Typed responses and normalized errors
Structured response models and centralized HTTP error mapping.
Benefit: simpler caller code and better diagnostics.
Streaming support (Python)
scan_binary_stream avoids loading whole file bytes into memory first.
Benefit: lower peak memory and better large-file behavior.
Shared behavior across tools
CLI, GUI, and custom apps can all rely on the same transport/auth semantics.
Benefit: easier debugging and parity across environments.

Usage patterns🔗

Pattern A: File on disk🔗

Use SDK convenience helpers (scan_file / scanFile) for straightforward local-file scanning.

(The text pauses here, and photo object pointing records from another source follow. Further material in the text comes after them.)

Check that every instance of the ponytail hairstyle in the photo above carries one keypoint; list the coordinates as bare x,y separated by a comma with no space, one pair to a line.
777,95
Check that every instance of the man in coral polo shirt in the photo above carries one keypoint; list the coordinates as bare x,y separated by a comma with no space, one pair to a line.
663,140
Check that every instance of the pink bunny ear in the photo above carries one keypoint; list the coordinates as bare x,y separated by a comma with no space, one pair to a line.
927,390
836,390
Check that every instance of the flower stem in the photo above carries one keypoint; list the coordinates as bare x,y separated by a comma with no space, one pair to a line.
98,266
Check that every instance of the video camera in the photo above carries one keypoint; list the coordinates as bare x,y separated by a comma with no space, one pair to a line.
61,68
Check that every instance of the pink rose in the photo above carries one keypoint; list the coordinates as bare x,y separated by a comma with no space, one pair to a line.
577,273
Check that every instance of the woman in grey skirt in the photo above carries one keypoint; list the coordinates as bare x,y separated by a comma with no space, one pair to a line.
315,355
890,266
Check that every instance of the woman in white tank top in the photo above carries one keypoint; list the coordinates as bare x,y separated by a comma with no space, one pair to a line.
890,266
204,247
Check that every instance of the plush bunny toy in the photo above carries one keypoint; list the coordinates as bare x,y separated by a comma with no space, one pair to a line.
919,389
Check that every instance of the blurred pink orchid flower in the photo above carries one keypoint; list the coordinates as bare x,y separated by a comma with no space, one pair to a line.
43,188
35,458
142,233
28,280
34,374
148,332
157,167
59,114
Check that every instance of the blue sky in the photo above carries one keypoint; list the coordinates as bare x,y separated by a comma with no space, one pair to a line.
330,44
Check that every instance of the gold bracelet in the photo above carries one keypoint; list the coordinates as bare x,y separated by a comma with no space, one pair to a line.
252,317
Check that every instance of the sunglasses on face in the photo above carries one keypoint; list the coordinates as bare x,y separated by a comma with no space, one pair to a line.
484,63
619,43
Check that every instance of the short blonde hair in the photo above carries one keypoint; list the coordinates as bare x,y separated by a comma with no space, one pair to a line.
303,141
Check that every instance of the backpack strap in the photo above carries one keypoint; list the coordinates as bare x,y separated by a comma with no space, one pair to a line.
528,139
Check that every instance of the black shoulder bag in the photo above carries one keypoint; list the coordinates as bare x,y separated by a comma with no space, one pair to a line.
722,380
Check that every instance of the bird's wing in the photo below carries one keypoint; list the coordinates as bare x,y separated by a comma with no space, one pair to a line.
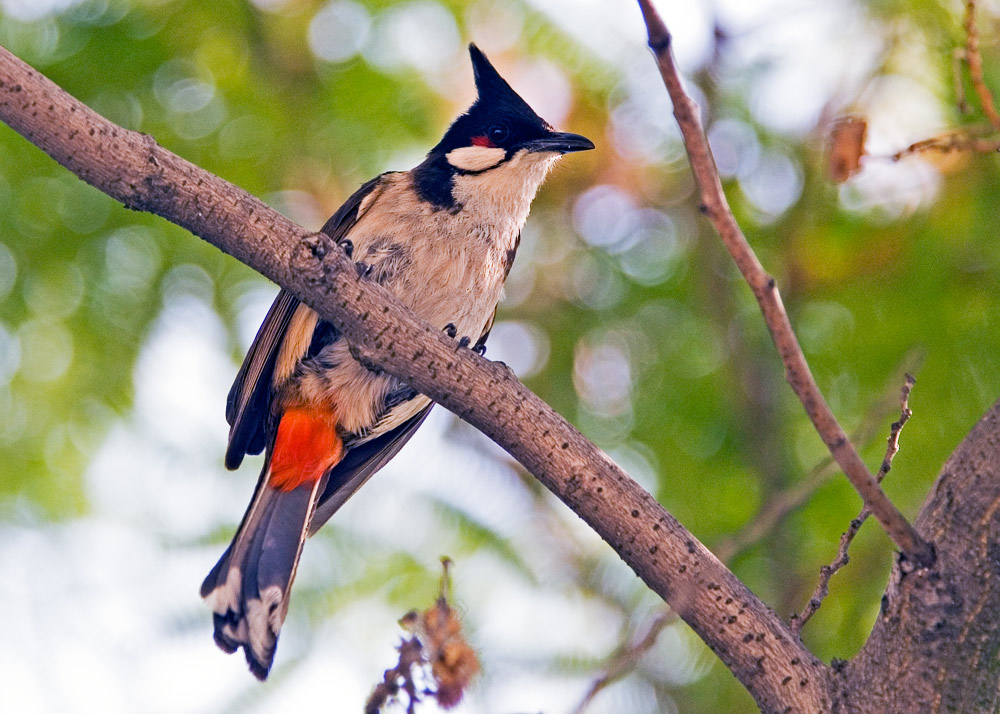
249,403
367,457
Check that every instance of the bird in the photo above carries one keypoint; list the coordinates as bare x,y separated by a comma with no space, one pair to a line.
441,238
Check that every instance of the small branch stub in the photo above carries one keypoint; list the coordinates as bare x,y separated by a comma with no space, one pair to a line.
797,370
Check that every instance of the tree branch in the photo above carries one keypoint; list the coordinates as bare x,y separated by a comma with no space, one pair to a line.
841,559
131,167
716,208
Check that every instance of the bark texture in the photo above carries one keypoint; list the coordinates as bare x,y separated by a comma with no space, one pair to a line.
936,644
750,639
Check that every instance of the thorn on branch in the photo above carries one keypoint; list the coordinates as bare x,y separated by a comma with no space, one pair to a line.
797,622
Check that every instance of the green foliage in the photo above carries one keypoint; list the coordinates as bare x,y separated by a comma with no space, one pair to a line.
646,338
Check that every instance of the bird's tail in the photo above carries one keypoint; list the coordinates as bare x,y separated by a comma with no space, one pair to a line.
248,589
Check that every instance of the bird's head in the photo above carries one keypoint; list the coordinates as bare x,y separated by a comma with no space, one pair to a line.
499,130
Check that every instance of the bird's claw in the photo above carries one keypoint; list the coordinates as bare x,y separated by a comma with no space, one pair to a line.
364,269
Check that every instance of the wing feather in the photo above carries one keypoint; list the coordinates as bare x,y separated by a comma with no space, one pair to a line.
249,402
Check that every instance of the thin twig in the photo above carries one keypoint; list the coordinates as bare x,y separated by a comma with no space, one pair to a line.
716,208
783,502
950,142
797,622
625,659
755,644
975,60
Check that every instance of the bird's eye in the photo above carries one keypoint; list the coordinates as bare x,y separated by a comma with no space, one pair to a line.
497,133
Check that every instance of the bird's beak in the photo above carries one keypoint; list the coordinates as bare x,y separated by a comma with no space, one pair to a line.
560,143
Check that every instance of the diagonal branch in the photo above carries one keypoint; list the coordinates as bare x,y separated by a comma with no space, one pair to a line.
131,167
716,208
842,558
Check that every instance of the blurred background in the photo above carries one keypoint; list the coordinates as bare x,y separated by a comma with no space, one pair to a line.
120,335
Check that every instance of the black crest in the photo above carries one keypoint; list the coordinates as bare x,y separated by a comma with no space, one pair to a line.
499,115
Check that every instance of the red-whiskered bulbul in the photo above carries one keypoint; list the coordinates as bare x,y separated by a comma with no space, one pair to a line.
441,238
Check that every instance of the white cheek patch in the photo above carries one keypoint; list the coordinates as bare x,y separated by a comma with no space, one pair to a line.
476,158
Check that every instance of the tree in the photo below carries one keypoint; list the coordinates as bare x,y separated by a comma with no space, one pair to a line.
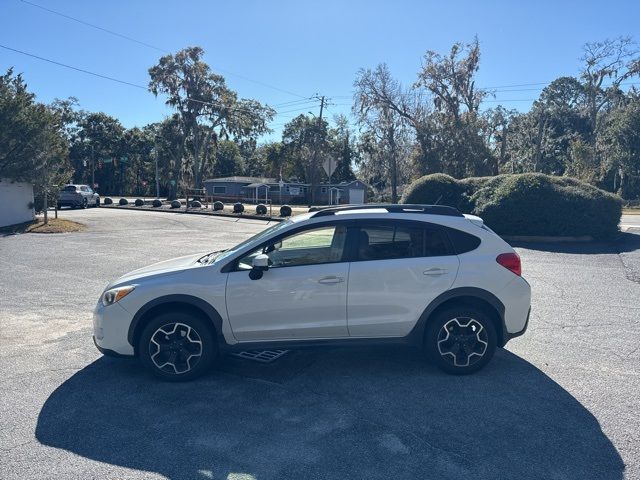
97,151
456,125
613,60
498,122
343,150
305,142
33,144
620,143
229,161
208,109
376,103
169,151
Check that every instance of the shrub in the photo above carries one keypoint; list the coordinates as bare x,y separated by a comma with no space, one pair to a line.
261,209
526,204
537,204
285,211
437,188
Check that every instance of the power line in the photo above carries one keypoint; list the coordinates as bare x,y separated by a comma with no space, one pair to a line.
106,77
111,32
154,47
124,82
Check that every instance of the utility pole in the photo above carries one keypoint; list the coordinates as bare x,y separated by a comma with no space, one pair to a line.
315,149
93,168
157,179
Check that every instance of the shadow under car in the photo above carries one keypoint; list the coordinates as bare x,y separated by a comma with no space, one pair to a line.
333,413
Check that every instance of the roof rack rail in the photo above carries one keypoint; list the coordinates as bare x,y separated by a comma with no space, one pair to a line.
392,208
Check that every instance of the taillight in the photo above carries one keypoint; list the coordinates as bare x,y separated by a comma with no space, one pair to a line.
510,261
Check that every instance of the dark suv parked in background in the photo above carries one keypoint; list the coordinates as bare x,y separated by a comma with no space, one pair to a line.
78,196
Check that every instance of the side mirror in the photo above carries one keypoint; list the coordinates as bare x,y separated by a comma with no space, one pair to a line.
259,264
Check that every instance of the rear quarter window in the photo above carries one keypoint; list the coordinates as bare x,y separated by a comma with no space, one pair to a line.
462,242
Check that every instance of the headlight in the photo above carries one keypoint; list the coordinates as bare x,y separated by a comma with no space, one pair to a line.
115,295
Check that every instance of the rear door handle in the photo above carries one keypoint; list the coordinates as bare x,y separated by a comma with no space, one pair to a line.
434,272
330,280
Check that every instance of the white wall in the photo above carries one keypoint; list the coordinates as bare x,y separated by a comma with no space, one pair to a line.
14,202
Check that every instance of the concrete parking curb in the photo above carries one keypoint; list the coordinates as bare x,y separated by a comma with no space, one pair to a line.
547,239
195,212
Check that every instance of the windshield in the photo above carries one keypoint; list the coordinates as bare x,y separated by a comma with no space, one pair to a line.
254,240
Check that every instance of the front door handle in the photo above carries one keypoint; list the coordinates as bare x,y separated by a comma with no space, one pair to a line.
331,280
434,272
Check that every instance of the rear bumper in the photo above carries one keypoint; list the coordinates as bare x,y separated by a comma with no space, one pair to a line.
510,335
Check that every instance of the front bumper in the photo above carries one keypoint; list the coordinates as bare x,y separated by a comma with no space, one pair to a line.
110,329
107,352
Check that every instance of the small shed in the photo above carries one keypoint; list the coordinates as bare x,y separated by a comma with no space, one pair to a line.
16,202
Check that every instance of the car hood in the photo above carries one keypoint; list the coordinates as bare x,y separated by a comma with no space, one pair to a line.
160,268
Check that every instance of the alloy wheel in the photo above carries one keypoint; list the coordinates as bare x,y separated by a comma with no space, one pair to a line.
462,341
175,348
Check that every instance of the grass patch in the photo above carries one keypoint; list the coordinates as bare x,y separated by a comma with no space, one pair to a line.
55,225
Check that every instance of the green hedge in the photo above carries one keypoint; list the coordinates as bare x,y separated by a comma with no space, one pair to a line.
525,204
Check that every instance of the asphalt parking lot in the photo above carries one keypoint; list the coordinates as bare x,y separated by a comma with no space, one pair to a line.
561,402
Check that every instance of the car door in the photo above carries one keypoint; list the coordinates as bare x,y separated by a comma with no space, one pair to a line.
302,295
398,268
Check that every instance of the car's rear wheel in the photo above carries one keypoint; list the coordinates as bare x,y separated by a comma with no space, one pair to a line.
460,340
177,346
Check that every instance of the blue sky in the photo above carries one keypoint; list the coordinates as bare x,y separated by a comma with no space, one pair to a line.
305,48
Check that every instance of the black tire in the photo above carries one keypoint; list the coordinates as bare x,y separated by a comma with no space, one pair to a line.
187,365
460,340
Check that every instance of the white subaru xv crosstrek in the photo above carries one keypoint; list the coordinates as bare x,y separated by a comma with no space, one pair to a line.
412,274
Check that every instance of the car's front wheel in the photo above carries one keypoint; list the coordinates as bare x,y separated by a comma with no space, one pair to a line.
460,340
177,346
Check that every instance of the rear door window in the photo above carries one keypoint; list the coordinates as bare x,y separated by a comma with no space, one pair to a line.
399,240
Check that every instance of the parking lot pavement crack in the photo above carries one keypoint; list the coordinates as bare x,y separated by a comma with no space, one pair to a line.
14,447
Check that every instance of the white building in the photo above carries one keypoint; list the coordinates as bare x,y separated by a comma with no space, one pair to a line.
16,202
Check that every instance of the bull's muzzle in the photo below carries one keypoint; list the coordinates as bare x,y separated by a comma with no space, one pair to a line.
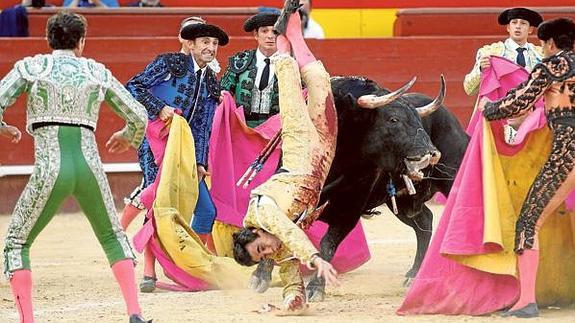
414,164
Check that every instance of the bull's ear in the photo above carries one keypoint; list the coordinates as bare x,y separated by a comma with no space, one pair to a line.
349,100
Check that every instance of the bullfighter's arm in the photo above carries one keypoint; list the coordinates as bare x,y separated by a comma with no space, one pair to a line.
229,81
139,86
292,281
129,109
521,98
472,80
11,87
271,219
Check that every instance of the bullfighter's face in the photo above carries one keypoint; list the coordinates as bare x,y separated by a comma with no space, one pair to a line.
264,246
204,49
519,29
266,39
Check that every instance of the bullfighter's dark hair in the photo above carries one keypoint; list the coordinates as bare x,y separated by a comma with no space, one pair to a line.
561,30
65,29
241,239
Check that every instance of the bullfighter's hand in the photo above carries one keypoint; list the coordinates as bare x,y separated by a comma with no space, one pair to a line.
481,104
118,143
484,63
166,114
11,133
202,172
326,271
294,304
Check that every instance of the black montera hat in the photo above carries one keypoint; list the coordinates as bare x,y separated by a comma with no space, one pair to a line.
193,31
555,28
533,17
262,19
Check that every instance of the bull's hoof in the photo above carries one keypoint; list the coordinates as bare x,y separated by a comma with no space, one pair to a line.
370,214
290,7
407,282
259,284
315,295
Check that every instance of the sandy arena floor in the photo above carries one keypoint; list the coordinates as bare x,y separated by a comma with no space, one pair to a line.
72,283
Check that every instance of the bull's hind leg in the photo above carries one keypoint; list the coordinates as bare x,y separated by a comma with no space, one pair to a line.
315,289
422,224
262,276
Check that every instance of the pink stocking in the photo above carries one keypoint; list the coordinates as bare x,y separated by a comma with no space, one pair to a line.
283,45
528,263
294,34
149,262
128,215
21,284
124,273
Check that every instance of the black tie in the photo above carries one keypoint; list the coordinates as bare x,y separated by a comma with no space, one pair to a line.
265,75
198,82
520,56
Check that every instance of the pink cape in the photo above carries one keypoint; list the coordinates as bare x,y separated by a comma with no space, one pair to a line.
444,285
233,147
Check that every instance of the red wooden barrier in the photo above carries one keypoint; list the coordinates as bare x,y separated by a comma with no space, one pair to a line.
147,22
335,4
461,21
390,62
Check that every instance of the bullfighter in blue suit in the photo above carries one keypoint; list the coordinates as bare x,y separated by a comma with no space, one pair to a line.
184,82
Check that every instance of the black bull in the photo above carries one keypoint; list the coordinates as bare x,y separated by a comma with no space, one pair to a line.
375,147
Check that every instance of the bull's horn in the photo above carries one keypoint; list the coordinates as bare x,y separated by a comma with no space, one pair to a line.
373,101
428,109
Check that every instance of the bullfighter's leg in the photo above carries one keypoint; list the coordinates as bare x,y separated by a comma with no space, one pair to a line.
92,192
298,131
262,276
548,191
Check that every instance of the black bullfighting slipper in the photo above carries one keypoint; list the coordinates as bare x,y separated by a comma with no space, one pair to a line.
148,284
290,7
530,310
138,319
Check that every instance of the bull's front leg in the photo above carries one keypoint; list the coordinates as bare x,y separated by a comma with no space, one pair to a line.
315,289
422,224
261,277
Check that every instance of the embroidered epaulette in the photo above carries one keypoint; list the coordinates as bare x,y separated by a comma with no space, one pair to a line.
177,63
34,68
495,48
559,67
538,49
98,72
240,61
212,84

Pattern B: Upload data in a web backend🔗

For web/API services receiving file uploads:

Prefer scanning bytes/streams in backend code before storing.
Use streaming APIs where available (Python: scan_binary_stream) to reduce peak memory.
Keep frontend clients from calling DSXA directly in most production architectures; centralize auth and policy in your backend service.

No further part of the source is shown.